Depois, a reiteração dessa obrigação instala no tecido social uma falácia ideológica que, para mim, equivale a um drástico empobrecimento da relação de cada um de nós, espectadores, com todas as formas narrativas que o espetáculo, seja ele qual for, possa adquirir. A personagem "confirmada" pela identidade sexual do intérprete existiria apenas como bandeira dessa identidade, mero avatar de um protesto de que, no limite, a singularidade humana foi rasurada. Consequências? Não apenas a desagregação do conceito de personagem e a mecanização "militante" do labor do ator/atriz, mas também uma reversão social da própria perceção do espetáculo.

Regressando ao exemplo de Filadélfia, deparamos mesmo com uma pergunta eminentemente política: o facto de o filme realizado por Jonathan Demme ter tido um efeito muito concreto, junto de milhões de espectadores de todo o mundo, na discussão e superação de preconceitos antihomossexuais (no contexto particular de eclosão da sida) é um facto que devemos desvalorizar, ou até ignorar, porque o intérprete da personagem central não é homossexual?

As minhas ideias são vulneráveis, habitadas por outras perguntas a que nem sempre saberei responder. Nas suas fragilidades e incertezas, o meu pensamento não pretende alimentar uma prática hoje dominante no espaço das redes a que alguém deu o nome de "sociais" - nome obsceno, já que, com frequência, apenas servem para alimentar, ou até glorificar, muitas formas de comportamento antissocial.
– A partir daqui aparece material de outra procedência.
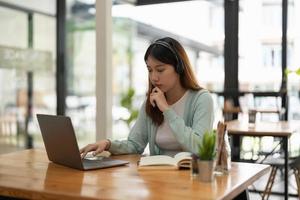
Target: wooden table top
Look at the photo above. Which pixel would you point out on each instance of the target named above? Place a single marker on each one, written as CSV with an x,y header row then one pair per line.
x,y
261,128
29,174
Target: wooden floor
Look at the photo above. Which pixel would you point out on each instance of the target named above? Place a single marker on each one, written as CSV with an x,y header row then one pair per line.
x,y
8,145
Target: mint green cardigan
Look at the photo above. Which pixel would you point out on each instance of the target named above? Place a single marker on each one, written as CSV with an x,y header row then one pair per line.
x,y
197,118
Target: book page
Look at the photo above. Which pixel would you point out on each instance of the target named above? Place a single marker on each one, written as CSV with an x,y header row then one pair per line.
x,y
157,160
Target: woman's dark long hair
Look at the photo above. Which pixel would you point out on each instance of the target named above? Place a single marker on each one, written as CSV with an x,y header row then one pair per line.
x,y
165,55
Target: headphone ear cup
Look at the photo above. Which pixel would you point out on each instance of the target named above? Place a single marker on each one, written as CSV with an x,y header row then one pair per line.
x,y
180,67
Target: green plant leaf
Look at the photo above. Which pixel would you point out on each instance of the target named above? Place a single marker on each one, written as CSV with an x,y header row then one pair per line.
x,y
207,146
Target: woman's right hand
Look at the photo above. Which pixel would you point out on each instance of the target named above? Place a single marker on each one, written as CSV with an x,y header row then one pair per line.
x,y
97,147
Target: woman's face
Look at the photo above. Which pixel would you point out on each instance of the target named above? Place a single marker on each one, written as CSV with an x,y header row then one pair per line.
x,y
162,75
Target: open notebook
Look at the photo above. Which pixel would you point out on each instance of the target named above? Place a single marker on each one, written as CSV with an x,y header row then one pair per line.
x,y
160,162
Ou seja: não me quero enredar, nem enredar o leitor, numa lista de exemplos e contraexemplos, tendencialmente absurdos.

Acontece que tudo isto se baralha - no sentido em que se torna ainda mais complexo - com o facto de a discussão das identidades sexuais (de quem representa e quem é representado) não poder ignorar a existência de gravíssimos dramas laborais, não poucas vezes pondo em causa o inalienável direito ao trabalho de cada ser humano. O que nos remete para problemas que estão para lá dos assumidos limites deste texto, mas que, escusado será sublinhá-lo, importa resolver.

Resta saber como pode evoluir a avalanche de factos e interrogações inerente a toda esta conjuntura. Tal expectativa envolve aquele que, neste momento, será o elemento trágico de todo este processo - porque acredito que é um processo, quer dizer, uma dinâmica capaz de transfigurar modos de viver e pensar. Que elemento é esse? A formatação social da identidade sexual de cada um.

"O que é a identidade sexual? A pergunta, aparentemente simples, passou a existir enredada num sistema público de muitos conflitos."

Que formatação é essa? Consiste em agudizar a própria diferença (sexual, neste caso), a ponto de ela, e só ela, definir a existência de cada um enquanto elemento operante do coletivo social. Corremos o risco de caminhar para uma conjuntura de comunicação - a meu ver, de incomunicação - em que a identidade sexual de cada ser humano, seja ela qual for, funcionará como elemento prioritário (no limite mais simplista, como emblema) da relação social que cada um estabelece, ou pode estabelecer, com qualquer outro. Como viver e, sobretudo, viver melhor através da hipersexualização de todos os gestos de vida?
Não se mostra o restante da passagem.